If Car A and Car B are heading in opposite directions and each arrives at the same four-way stop intersection, Car A is granted the right of way if that car arrives first. In most states. But in some states, if the driver of Car A is gay, the heterosexual driver of Car B can decide whether or not to grant the "benefit" of allowing the gay driver to proceed first. Correct?
Well, no. The above example is ridiculous, because all American drivers follow the same set of laws and have the same rights, regardless of sexual orientation, or gender, or age, or race or anything else. However, the example's twisted logic about rights follows the same thinking that Mitt Romney is employing with regard to hospital visitation rights... er, I mean visitation "benefits." Romney campaign advisor Bay Buchanan told BuzzFeed this past week that Mr. Romney believes "that it should be left to states to decide whether to grant same-sex couples certain benefits, such as hospital visitation rights...."
Fortunately, neither my partner nor I has been in a hospital for a major health issue. But if it ever happens, if I end up in a hospital one day, for instance, I will not consider it a "benefit" to allow my partner of 17 years into my hospital room. It is not a benefit, or a privilege, a plus or an extra. It is a fundamental right. My well-being depends on the support that I will receive from my partner. And the decisions that must be made in that hospital room will affect him most directly. If my health care hurts us financially, he needs to help me decide how to proceed with treatment. If I must choose to take time off work for health reasons, this will alter my life... and his, too. If I require physical rehabilitation at home, it is my partner who will need to assist me. How can it be a "benefit" to allow life-altering decisions to be made with the person who will be most affected?
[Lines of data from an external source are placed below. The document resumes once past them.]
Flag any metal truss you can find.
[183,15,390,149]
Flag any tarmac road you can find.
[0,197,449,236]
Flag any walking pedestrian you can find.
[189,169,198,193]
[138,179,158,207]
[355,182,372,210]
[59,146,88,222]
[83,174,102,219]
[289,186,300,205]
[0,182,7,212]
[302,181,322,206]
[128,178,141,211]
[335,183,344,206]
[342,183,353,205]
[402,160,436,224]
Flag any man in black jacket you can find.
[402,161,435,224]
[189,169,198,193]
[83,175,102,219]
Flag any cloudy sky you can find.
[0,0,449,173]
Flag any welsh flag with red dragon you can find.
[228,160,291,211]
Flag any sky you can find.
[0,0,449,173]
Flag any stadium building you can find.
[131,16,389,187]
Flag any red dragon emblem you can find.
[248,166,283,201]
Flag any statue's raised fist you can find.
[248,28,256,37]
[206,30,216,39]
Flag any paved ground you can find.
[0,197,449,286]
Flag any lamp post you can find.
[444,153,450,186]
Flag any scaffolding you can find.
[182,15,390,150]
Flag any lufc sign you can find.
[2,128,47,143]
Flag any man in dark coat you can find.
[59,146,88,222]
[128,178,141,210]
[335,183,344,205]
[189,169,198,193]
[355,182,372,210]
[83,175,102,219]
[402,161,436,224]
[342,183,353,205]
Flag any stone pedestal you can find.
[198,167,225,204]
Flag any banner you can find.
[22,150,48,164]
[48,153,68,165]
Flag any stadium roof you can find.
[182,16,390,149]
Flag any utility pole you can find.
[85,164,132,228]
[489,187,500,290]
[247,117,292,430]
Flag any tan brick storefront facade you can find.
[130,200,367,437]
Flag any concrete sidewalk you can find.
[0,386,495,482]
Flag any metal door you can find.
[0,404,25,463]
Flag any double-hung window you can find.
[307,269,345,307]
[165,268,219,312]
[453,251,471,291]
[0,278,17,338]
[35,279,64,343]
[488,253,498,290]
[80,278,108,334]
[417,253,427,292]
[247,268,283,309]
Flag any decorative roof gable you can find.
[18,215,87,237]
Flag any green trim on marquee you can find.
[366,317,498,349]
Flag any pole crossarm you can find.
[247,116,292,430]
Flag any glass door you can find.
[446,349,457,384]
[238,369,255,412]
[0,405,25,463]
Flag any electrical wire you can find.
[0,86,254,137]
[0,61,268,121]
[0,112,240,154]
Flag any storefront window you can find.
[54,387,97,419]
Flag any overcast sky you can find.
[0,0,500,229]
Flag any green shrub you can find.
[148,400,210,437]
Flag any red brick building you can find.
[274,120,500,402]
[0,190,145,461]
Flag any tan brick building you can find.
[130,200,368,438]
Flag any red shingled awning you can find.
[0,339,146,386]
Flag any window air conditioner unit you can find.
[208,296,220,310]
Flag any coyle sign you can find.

Mitt Romney has had the unfortunate problem of dealing with major health issues facing his partner, Ann. His website states, "With the help of her family, good doctors, and her beloved horses, she persevered, fought her way back to health, and is now seeking new ways to help others, especially those who suffer from life-changing illnesses." Mr. Romney's own website says that Mrs. Romney was helped by her family. Well, my partner is my family. So I would also like to have the right to have my family help me through rough times. For Ann Romney, being with her family when she needed them most was a right, but for me, it is a "benefit" that may or may not be granted, depending on where I live?
One would think that Mrs. Romney's health problems would have made Mr. Romney more empathetic toward those facing similar problems, but apparently not. Based on the many statements that Mitt Romney has made about gay Americans, I feel that he does not see the bond he has with his wife as equal to the bond I have with my partner. His website claims that "[m]arriage is more than a personally rewarding social custom. It is also critical for the well-being of a civilization." Yet he wants to deny marriage rights to me and my partner. Romney does not even want me to have the right to see my partner if he is lying in need in a hospital room.
I do not want someone to be my president if he treats me as "lesser than," if he is condescending, if he does not care to get to know what life is like outside his own little bubble. Just as he could not empathize with the dog that he famously strapped to the roof of his car for 12 hours as he drove to a vacation spot, he cannot understand what life is like for gay Americans. If he becomes our president, what other rights (besides marriage rights and hospital visitation rights) will be deemed "benefits" for gay people?
So, please, Mr. Romney, stop saying that you "care about 100 percent of the American people." You would only care about the 100 percent if every one of us Americans matched your limited view of "normalcy" and we were all basically just like you.